Loving the Prusa i3 MK2S ! My first prints were flawless. However I let the printer sit on the floor for a month or two in my apartment (which stays around the same temp usually), took it out, and it needed a recalibration and the print I made had one or more SHIFTS in it.

These weren't continual shifts, but shifts here and there occasionally. My current theory is that this is due to me attempting to print to the very edge of the print bed. I note that when my printer starts up and sometimes when printing at the very edge the X-axis would "stutter" as it's hitting the limit. It would do this when trying to print along the edge as well. My theory: I believe this may have caused the printer to internally think the X-limit was more or less than the actual limit of the bed. Any temporary "offset" in it's memory would likely cause a shift in that entire layer. I did see a shift across all parts roughly at the same layer (I forget exactly but I'm pretty sure I saw this). Sometimes the shift varied in amount per part. I dunno about that.
Another theory I have is that its due to some sort of skew that is inconsistent across the bed. So that some parts have a different amount of shift depending on their position on the bed. Not sure.

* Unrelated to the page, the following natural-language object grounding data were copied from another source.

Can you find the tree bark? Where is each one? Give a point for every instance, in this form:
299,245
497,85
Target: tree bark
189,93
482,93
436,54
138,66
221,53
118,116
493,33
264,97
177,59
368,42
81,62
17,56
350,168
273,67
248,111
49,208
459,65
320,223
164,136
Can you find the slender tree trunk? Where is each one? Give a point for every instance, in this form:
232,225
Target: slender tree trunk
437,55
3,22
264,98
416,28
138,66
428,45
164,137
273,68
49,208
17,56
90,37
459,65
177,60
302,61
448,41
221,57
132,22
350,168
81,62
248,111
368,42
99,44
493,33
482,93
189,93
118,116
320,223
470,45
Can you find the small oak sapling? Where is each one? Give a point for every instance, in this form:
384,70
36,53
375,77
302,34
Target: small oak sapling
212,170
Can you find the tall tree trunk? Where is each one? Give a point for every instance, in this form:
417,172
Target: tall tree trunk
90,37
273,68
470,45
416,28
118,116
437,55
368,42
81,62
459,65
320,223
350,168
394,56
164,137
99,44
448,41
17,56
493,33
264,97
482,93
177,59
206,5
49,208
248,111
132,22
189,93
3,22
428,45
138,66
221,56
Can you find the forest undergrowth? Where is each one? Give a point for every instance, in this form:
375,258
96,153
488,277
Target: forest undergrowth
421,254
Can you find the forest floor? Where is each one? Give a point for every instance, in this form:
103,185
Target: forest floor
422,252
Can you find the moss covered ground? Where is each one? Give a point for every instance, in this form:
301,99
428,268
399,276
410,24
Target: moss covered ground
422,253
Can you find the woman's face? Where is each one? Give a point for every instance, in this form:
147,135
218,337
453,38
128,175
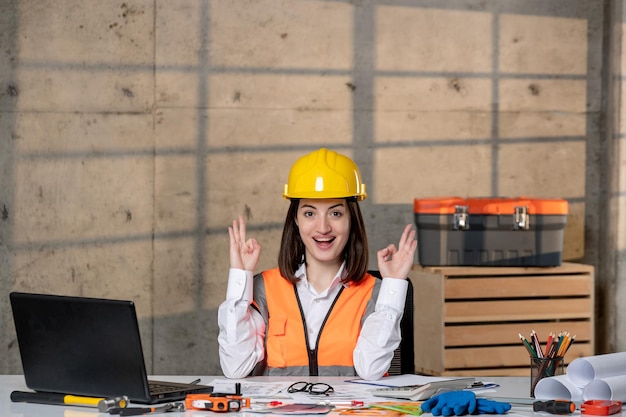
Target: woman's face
324,228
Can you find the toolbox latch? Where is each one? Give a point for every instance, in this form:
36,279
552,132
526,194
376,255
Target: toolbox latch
521,220
461,218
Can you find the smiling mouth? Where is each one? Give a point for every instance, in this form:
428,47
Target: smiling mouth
327,240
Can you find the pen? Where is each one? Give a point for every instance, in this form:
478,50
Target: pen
353,403
53,398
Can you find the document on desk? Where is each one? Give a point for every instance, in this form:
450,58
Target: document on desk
400,380
253,389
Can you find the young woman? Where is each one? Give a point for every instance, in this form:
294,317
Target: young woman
319,312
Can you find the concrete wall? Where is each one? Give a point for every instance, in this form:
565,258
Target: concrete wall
132,132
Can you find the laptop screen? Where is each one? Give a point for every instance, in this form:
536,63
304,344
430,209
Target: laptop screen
81,346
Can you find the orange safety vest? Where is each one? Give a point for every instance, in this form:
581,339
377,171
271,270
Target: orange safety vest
287,351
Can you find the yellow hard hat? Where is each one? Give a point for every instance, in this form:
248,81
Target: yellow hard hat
324,174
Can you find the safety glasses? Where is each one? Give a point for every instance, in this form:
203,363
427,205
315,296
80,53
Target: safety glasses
318,388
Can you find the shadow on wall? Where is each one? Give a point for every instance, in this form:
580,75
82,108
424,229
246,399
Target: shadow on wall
9,93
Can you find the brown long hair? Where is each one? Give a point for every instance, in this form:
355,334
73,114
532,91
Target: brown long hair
355,254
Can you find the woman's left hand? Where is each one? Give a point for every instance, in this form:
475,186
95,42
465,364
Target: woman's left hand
397,262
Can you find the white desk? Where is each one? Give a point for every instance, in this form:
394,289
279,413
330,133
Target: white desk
510,387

It is currently printing another part which is much smaller and centered on the bed and it is having no problems. This is why I believe it was due to me printing at the very limits.

At the very least, this shows that there is some sort of bug when determining the maximum X value that the printer can go. I remember there's no X-stop for this thing right? Perhaps we need one?

FYI this is a brand new printer I assembled myself. Only other flaw I can think of in it is that I left the Y carriage squaring bolts a little looser than I should have probably but I wanted to be able to press down on the 4 corners to flatten the bed (I do this frequently). Also it is more difficult to tighten the corners without unintentionally putting twist on it. You'd need to clamp the bed in between two perfectly flat surfaces before tightening down in order to ensure there was no twist put on it when you tightened it.

Anyways that's all for now. I've been printing parts I made from CAD and I'm surprised how easy CAD is compared to regular 3D modeling. Its like woodworking or machining! I'm using OnShape to do it which I'm very impressed with despite it being web-based & Android software. I do find that the tolerances of hole-widths are somewhat generous, up to 0.75 mm sometimes. I wonder if this is because my filament is too squished? I remember live-adusting-z so that it was a pretty squashed line and alot less a bead.

Toodles and happy printing!

Shorin

Napsal : 22/12/2017 2:09 pm
Jim Cook
(@jim-cook)
Trusted Member
Re: Print shifts (single shifts not continuous)

Shorin, I like your thoughts on what you are experiencing with your printer. I hope you continue your experimenting and share your thoughts with us here.

Napsal : 22/12/2017 4:04 pm
Night Skies
(@night-skies)
Active Member
Topic starter answered:
Re: Print shifts (single shifts not continuous)

My next prints came out flawlessly. I think the printer definitely moved past the X-edge of the surface (despite the stop switch) and caused a shift in the whole print. Perhaps my stop switch is not working or misaligned so that it doesn't work.